To find the main RSFC differences among the three groups, a one-way analysis of covariance (ANCOVA) was conducted in a voxel-wise manner with age, intelligence, gender, SNAP-IV scores, and mean FD as nuisance covariates to increase the interpretability of the results. The corrected P value for ANCOVA was set at P < 0.05 using the Gaussian random field (GRF) method (voxel P value < 0.001, cluster P value < 0.05, two-tailed). Subsequently, the RSFC z-values with significant differences among three groups were extracted for every subject and compared between each pair of the three groups. Additionally, Pearson correlation analysis with age, IQ, and core ADHD symptoms as covariates (statistical significance level P < 0.05) was made to investigate the relationships between the RSFC values and the ED scores in ADHD+ED patients.

3 Results

3.1 Demographic features

The results showed that there were no significant differences in gender, age and intelligence among the three groups (gender: χ² = 4.57, p = 0.10, age: F = 1.31, p = 0.27, intelligence: F = 2.21, p = 0.09). There were significant differences in the scores of SNAP-IV attention deficit, hyperactivity/impulsivity, oppositional defiance and total scale scores among the three groups (SNAP-IV attention deficit: F = 73.73, p < 0.001, SNAP-IV hyperactivity/impulsivity: F = 37.17, p < 0.001, SNAP-IV oppositional defiance: F = 34.42, p < 0.001, SNAP-IV total score: F = 68.05, p < 0.001).The results of post-hoc t-test showed that: ADHD children with ED had higher SNAP-IV attention deficit, hyperactive/impulsiveness, oppositional defiance and total score than ADHD without ED and TDC group (Table 1).

Table 1

Table 1. Demographic features.

3.2 “Dorsolateral/medial prefrontal cortex” seed-based functional connectivity

The ANCOVA test among the three groups revealed significant differences in RSFC values between the dorsolateral prefrontal cortex(DLPFC) and the middle orbital gyrus, precuneus and triangular inferior frontal gyrus, and between the medial prefrontal cortex and the angular gyrus (GRF correction, voxel-level p < 0.001, group-level p < 0.05, two-tailed) (Figure 1A; Table 2). Post hoc analysis using two-sample t-tests showed that the ADHD+ED group had significantly increased RSFC values between the DLPFC and the middle orbital gyrus (p = 0.007) and the precuneus (p = 0.008), had decreased RSFC values between the DLPFC and the triangular inferior frontal gyrus (p = 0.04) compared to the ADHD-ED and TDCs groups (Figures 1B, C; Table 2). The ADHD-ED group had increased RSFC values between the DLPFC and the middle orbital gyrus (p = 0.007) and the precuneus (p = 0.008), had decreased RSFC values between the DLPFC and the triangular inferior frontal gyrus, and between the medial prefrontal cortex and the angular gyrus compared to the TDCs group (p = 0.04) (Figure 1D; Table 2).

Figure 1

Figure 1. "dorsolateral/ventromedial prefrontal cortex" seed-based functional connectivity differences between the ADHD+ED, ADHD-ED, and TDC groups (A), between the ADHD+ED and ADHD-ED groups (B), between the ADHD+ED and TDC groups (C), and between the ADHD-ED and TDC groups (D). (A) was analyzed using ANOVA, while (B–D) utilized post hoc t-tests. Red dots represent the seed regions, and yellow dots indicate the brain regions showing connectivity with the seed. p < 0.05, GRF-corrected.

Table 2

Table 2. "dorsolateral/medial prefrontal cortex" seed-based functional connectivity differences between the ADHD+ED, ADHD-ED, and TDC groups.

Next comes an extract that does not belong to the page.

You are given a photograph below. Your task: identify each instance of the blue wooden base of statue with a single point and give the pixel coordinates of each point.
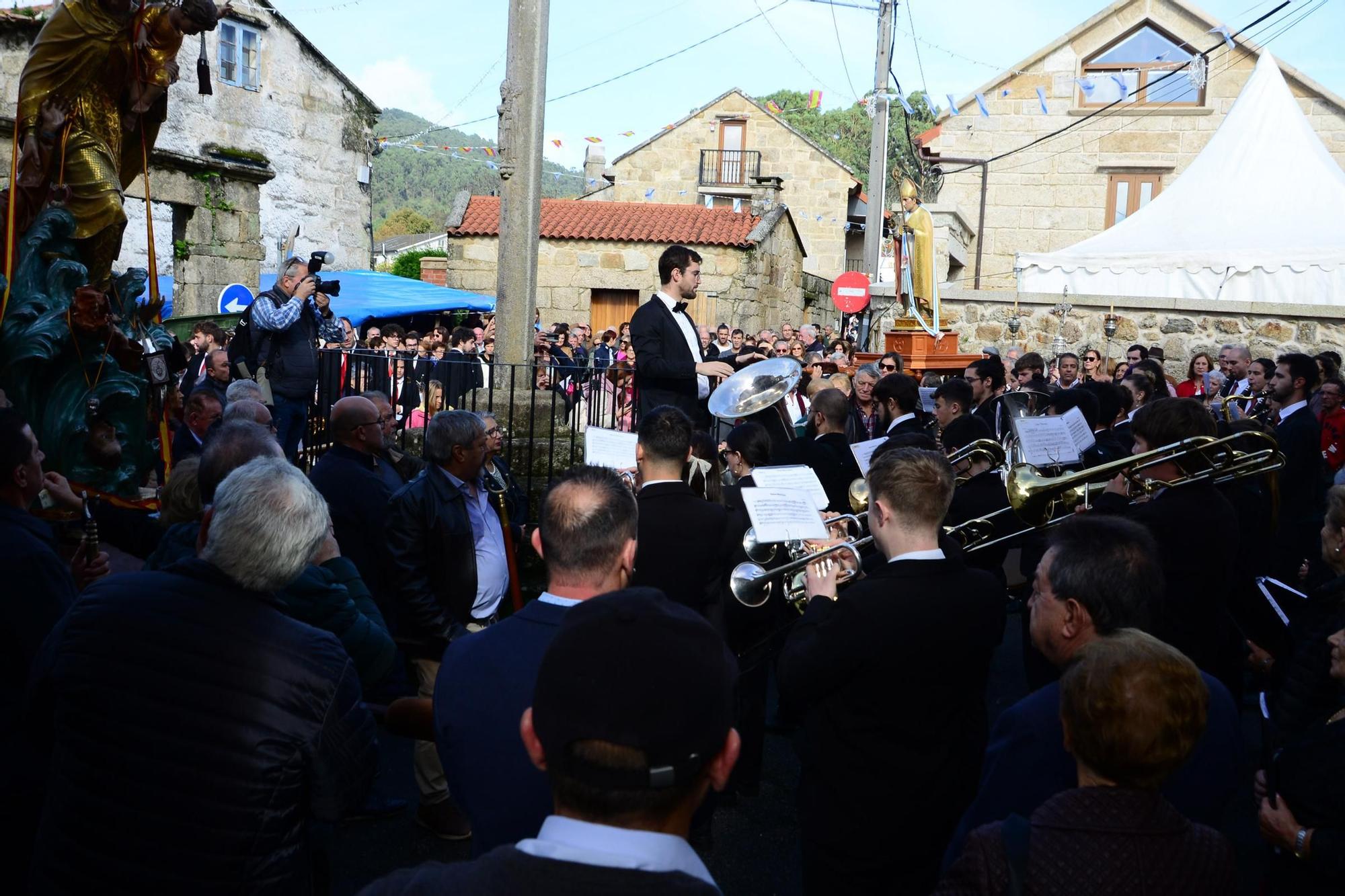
(95, 420)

3.3 “Amygdala” seed-based functional connectivity

The ANCOVA test among the three groups revealed significant differences in RSFC values between the left amygdala and the left cuneus, as well as between the right amygdala and the left middle occipital gyrus, left superior occipital gyrus and left postcentral gyrus (GRF correction, voxel-level p < 0.001, cluster-level p < 0.05, two-tailed) (Figure 2A; Table 3). Post hoc analysis using two-sample t-tests showed that the ADHD+ED group exhibited decreased RSFC values between the right amygdala and the left middle occipital gyrus (p < 0.001), between the right amygdala and the left superior occipital gyrus (p = 0.04), between the right amygdala and the left postcentral gyrus (p = 0.003) compared to the ADHD-ED group (Figure 2B; Table 3). In comparison to the typically developing controls (TDCs), the ADHD-ED group also exhibited decreased RSFC values between the left amygdala and the left cuneus (p = 0.007**) (Figures 2C, D; Table 3). The ADHD+ED group showed decreased RSFC values between the left amygdala and the left cuneus (p < 0.001), and between the right amygdala and the left middle occipital gyrus (p = 0.003), between the right amygdala and the left superior occipital gyrus (p = 0.009), between the right amygdala and the left postcentral gyrus (p = 0.04).

Figure 2

Figure 2. "amygdala" seed-based functional connectivity differences between the ADHD+ED, ADHD-ED, and TDC groups (A), between the ADHD+ED and ADHD-ED groups (B), between the ADHD+ED and TDC groups (C), and between the ADHD-ED and TDC groups (D). (A) was analyzed using ANOVA, while (B–D) utilized post hoc t-tests. Red dots represent the seed regions, and yellow dots indicate the brain regions showing connectivity with the seed. p < 0.05, GRF-corrected.

Table 3

Table 3. "Amygdala" seed-based functional connectivity differences between the ADHD+ED, ADHD-ED, and TDC groups.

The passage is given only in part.